My father would like to be a member of the aristocracy. Not American aristocracy. There is no such thing. There is only European aristocracy. He even uses the word “nobleman,” pronounced it gently with his Hungarian accent, with complete sincerity and respect when describing a character in a novel he is reading.
My mother has a plain, wooden dresser in her room, dating from my early childhood when she used to seek out old pieces of furniture and refinish them – sanding and staining. She doesn't do stuff like that anymore. When I was little she had a camera and a camera case and a light meter she held in her hand and a darkroom where my little sister sleeps now. My mother takes a few photographs now, but only snapshots and the drugstore develops them.
In her room, in the corner between two windows, she has a simple wooden desk with three drawers down the left-hand side. The desk is glossy and must too have once been something she bought and re-stained. The beige push-button phone sits on this desk along with things needed to pay bills and write short notes.
My father bought us all beds when we moved back in, and he bought a double bed for my mother.

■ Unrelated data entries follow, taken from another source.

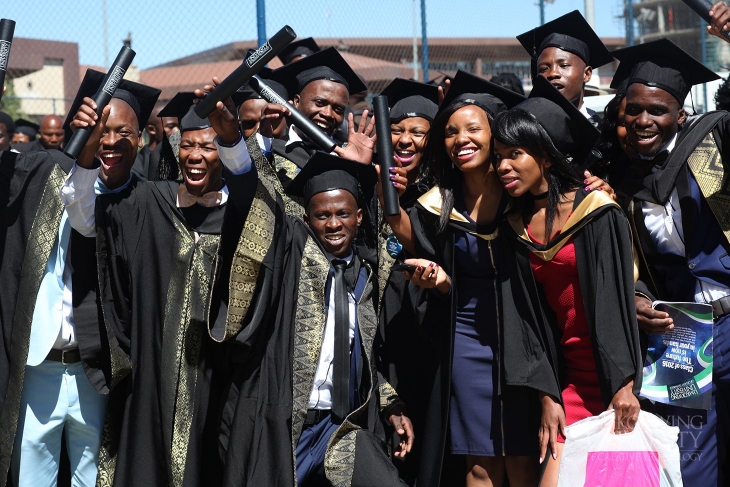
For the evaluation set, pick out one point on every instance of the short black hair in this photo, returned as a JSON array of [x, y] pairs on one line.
[[519, 128]]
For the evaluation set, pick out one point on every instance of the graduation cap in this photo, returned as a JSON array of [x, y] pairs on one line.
[[303, 47], [181, 107], [141, 98], [663, 64], [478, 91], [327, 64], [408, 98], [26, 127], [325, 172], [7, 120], [570, 33], [570, 131]]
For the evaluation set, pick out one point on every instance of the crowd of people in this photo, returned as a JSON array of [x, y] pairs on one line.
[[230, 305]]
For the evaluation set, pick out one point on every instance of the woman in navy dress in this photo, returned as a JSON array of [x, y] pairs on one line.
[[453, 229]]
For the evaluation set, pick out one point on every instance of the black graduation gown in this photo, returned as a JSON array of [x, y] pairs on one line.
[[32, 146], [531, 352], [32, 209], [269, 301], [406, 349], [155, 283], [436, 466]]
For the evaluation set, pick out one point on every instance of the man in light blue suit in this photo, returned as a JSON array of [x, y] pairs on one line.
[[60, 366]]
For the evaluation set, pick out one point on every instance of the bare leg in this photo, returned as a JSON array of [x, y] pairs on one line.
[[522, 471], [550, 478], [484, 471]]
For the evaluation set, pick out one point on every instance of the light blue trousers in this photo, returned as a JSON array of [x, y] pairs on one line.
[[57, 398]]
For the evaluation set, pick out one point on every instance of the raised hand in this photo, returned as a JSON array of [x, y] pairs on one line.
[[360, 142], [87, 117], [224, 119]]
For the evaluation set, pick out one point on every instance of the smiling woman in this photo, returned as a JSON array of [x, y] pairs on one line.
[[454, 225]]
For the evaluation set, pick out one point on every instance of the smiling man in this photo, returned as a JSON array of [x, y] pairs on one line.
[[321, 84], [566, 51], [59, 357], [156, 245], [677, 201], [307, 405]]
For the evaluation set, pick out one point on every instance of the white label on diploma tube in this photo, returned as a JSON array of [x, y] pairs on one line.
[[115, 77], [256, 55], [4, 54]]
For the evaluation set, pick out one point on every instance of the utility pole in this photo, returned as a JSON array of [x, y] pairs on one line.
[[542, 12], [261, 21], [106, 37], [424, 41], [415, 41], [630, 22]]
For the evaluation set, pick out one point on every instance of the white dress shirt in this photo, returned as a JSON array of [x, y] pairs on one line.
[[664, 224], [320, 396], [77, 192]]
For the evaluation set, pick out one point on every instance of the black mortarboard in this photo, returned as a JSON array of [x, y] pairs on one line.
[[141, 98], [570, 33], [327, 64], [663, 64], [326, 172], [27, 127], [302, 47], [263, 72], [7, 120], [408, 98], [485, 94], [570, 131], [181, 107], [509, 81]]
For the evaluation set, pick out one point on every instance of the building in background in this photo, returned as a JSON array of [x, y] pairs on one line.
[[675, 20], [44, 75], [378, 60]]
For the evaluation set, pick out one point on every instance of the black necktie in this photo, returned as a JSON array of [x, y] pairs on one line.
[[341, 362]]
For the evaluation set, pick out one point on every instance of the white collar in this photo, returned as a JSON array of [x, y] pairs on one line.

He sleeps downstairs now on a yellow fold-out couch. He closes the two narrow French doors at the bottom of the stairs in the evening when I, my two sisters and mother have gone to bed. He closes the doors and sometimes he plays classical music records on the stereo that sits inside a big piece of furniture with glass doors and shelves – it fills a wall. He calls it an “armoire” and he keeps his shirts folded from the dry cleaner on the shelves below, hidden behind wooden doors – and on the upper shelves behind the delicate glass doors he keeps mementos from his travels: the brass mold for coins from Morocco, the Kenndy silver dollar floating in a cube of plexiglass, the tiny enamelled pill box in which he keeps the gnarled stone they took out of his gall bladder when we still lived in England. The pill box has small elegant print: I am yours while life endures, it says, and I know the blonde, rich Swiss woman, Helga, whom we are supposed to call “aunt,” gave it to him and I know he would rather be with her than with us.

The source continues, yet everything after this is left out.